The next trip was a couple of years later when we visited close friends from Chapel Hill and Davidson who were stationed in Lima where my college friend was the Associated Press Bureau Chief in Peru. We visited Machu Pichu and would have traveled down the Amazon had we both not gotten a severe case of the “tourista.”

We did not travel every year, but we surely traveled a lot and visited by last count some 74 countries over the years, almost half of all the countries in the world. One of my favorites was our three weeks in Russia taking the trans-Siberian Railroad on a trip to Lake Bakal with several of our friends and arranged by our son, Andrew, who was stationed in Moscow working for Deloitte on a world bank contract. I posted this account years ago and will repost if I can find it. We also visited India on a trip where we reunited with our Indian “ayah” (babysitter), visited most countries in Southeast Asia, took cruises to New Zealand, Latin America, Iceland, and Scandinavia, and went on safaris in Kenya and Tanzania where Embry was working at the time as a consultant following her retirement from the Urban Institute. Embry planned and organized every one of these excursions, often involving friends, and gets full credit for this part of our life together. The most impressive trip was in 2014 when we traveled around the world without taking a single airplane on an adventure that took four months and involved crossing the Pacific from Shanghai to Seattle on a container ship.

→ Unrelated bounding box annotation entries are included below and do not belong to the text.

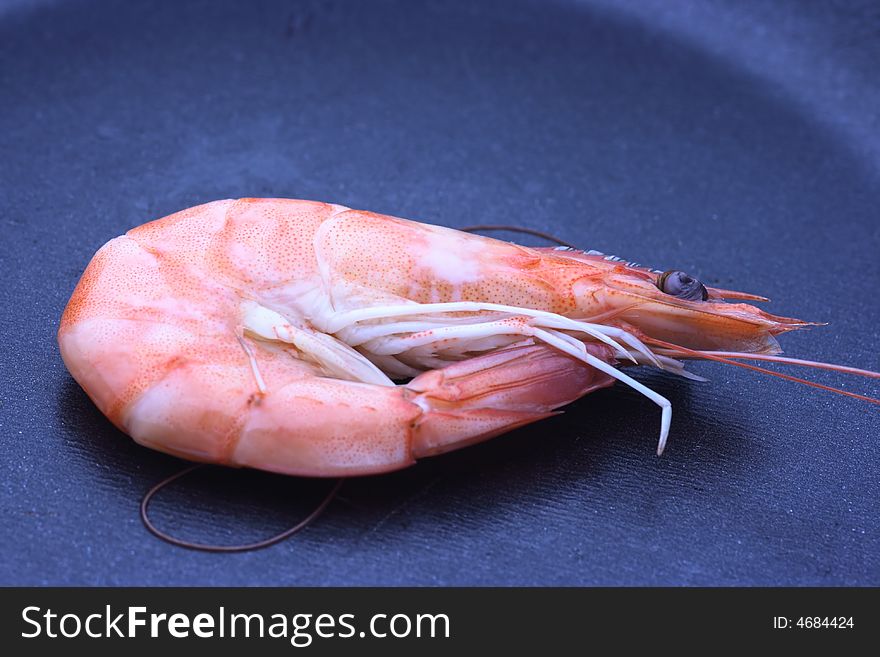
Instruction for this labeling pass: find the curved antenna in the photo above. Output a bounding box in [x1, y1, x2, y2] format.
[141, 463, 345, 552]
[645, 338, 880, 404]
[458, 224, 580, 251]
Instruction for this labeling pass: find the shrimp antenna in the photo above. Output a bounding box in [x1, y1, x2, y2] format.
[644, 338, 880, 404]
[459, 224, 580, 251]
[141, 463, 345, 552]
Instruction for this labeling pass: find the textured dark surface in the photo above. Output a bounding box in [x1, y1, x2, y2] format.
[0, 0, 880, 585]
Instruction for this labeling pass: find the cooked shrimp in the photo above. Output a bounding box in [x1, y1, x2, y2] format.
[58, 199, 877, 476]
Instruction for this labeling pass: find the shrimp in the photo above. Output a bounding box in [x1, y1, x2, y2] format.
[58, 198, 878, 477]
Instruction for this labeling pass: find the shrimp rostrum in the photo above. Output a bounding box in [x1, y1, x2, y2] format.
[58, 199, 878, 476]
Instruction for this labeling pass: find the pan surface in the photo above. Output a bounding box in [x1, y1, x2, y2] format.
[0, 0, 880, 585]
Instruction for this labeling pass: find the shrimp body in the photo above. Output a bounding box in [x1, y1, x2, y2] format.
[58, 199, 832, 476]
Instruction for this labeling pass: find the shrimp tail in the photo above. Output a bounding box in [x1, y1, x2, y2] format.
[406, 344, 614, 458]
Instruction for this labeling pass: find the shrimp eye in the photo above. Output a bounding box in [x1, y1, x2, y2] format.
[657, 269, 709, 301]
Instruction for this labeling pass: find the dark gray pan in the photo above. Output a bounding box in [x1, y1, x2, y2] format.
[0, 0, 880, 585]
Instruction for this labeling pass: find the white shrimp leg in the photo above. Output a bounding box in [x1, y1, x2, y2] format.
[243, 303, 394, 386]
[355, 304, 672, 455]
[324, 301, 650, 362]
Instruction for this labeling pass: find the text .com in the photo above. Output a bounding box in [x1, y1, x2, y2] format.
[21, 605, 450, 648]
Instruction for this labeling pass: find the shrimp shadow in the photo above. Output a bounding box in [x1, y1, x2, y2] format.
[58, 364, 748, 552]
[57, 377, 360, 549]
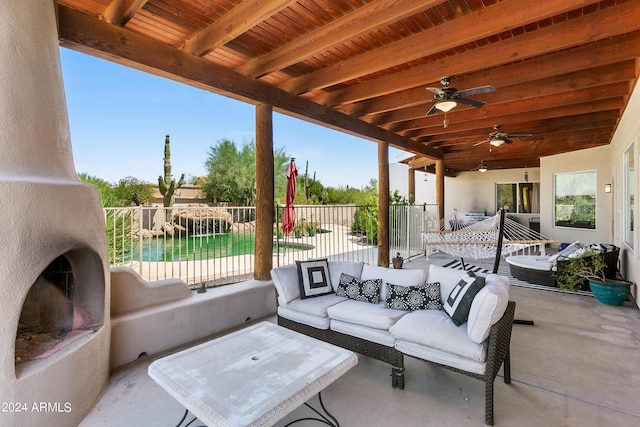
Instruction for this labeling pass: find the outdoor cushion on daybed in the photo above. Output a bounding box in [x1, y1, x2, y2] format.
[506, 242, 620, 287]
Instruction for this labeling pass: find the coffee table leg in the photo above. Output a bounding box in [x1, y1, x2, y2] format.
[284, 392, 340, 427]
[176, 409, 196, 427]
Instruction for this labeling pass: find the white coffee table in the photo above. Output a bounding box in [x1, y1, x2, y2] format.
[148, 322, 358, 427]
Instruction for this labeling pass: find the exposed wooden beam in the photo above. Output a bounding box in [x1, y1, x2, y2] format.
[314, 2, 640, 105]
[58, 5, 442, 162]
[104, 0, 147, 27]
[401, 97, 625, 138]
[338, 32, 640, 120]
[237, 0, 445, 77]
[366, 60, 636, 129]
[282, 0, 597, 93]
[385, 82, 629, 133]
[183, 0, 297, 56]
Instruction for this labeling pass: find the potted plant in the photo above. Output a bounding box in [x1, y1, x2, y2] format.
[554, 250, 631, 305]
[391, 252, 404, 269]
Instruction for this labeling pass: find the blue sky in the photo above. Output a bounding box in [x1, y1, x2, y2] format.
[60, 48, 399, 188]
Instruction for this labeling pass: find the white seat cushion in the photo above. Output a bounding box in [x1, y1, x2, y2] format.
[329, 319, 396, 347]
[389, 310, 487, 363]
[505, 255, 553, 271]
[329, 261, 364, 292]
[327, 300, 407, 330]
[278, 305, 331, 329]
[284, 294, 347, 317]
[395, 340, 487, 375]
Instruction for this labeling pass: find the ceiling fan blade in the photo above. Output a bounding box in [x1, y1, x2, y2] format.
[507, 133, 533, 138]
[458, 85, 496, 96]
[425, 103, 438, 116]
[454, 96, 485, 108]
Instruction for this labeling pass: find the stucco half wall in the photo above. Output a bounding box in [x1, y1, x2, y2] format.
[110, 267, 276, 369]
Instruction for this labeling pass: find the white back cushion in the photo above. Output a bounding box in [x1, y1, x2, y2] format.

We are booked on a tour in Morocco in October, which will likely be our last big trip. The list of the 74 countries we have visited is at the end of this post.

Nonprofit Board Work

I have spent an inordinate amount of time serving on boards of nonprofit corporations, mostly in the affordable housing field in Washington. I have served on about a dozen of these over the years and have been president of four. I have generally enjoyed the work, especially in getting to know people who are racially diverse, and upon occasion feel like I have contributed to these organizations. One of these, Seabury Resources for Aging, surprised me last year by dedicating a conference room in my honor complete with a portrait of me in my sailing attire.

Writing and Photography

As has probably become evident I like to write and post blogs. I also have written three books. Hard Living on Clay Street, was published by Doubleday in 1973 and still in print, and Real Estate Syndication, a book about developing low income housing, was published by Praeger in 1983. My third, book, Civil Rights Journey, was published in 2011 by Authorhouse, a self-publishing company. And for better or worse, the blog speaks for itself. I have been posting for over fifteen years.

I am still taking photos and plan to expand the photo website soon.

Family

This should probably go first. I am deeply thankful for Embry, my life partner in adventure, and I am so proud of and grateful for our two children, their spouses and the four wonderful grandchildren they have produced. Exhibit A that my  guardian angel has been at work. 

It has been a good run. And special thanks to GA, my guardian angel, for stepping in from time to time to avoid catastrophe. But are guardian angels real? The last post in the Day in the Life series will address this question decisively.

Here is the list of the 74 countries we have visited or worked in over our marriage of 60 years and counting:

Argentina, Austria, Australia, Belarus, Brazil, British Virgin Islands, the Bahamas, Bermuda, Belgium, Bosnia, Croatia, Costa Rica, Cuba, China, Czech Republic, Cameroon, Cambodia, Chile, Canada, Granada, Denmark, Ecuador, Estonia, Ethiopia, France, French Polynesia, Egypt, Finland, Falkland Islands, Greece, Gabon, Germany, Great Britain, Hungary, Honduras, Hong Kong, Iceland, Israel, India, Kyrgyzstan, Italy, Ireland, Japan, Jordan, Kenya, Kazakhstan, Lithuania, Mali, Mexico, Mongolia, New Zealand, Netherlands, Norway, Poland, Peru, Panama, Portugal, Russia, Sweden, South Africa, Serbia, South Korea, St Vincent and the Grenadines, Switzerland, Scotland,  Thailand, Trinidad, Turkey, Tanzania, United States, Uganda, UAE, Uzbekistan, Yugoslavia, and Vietnam.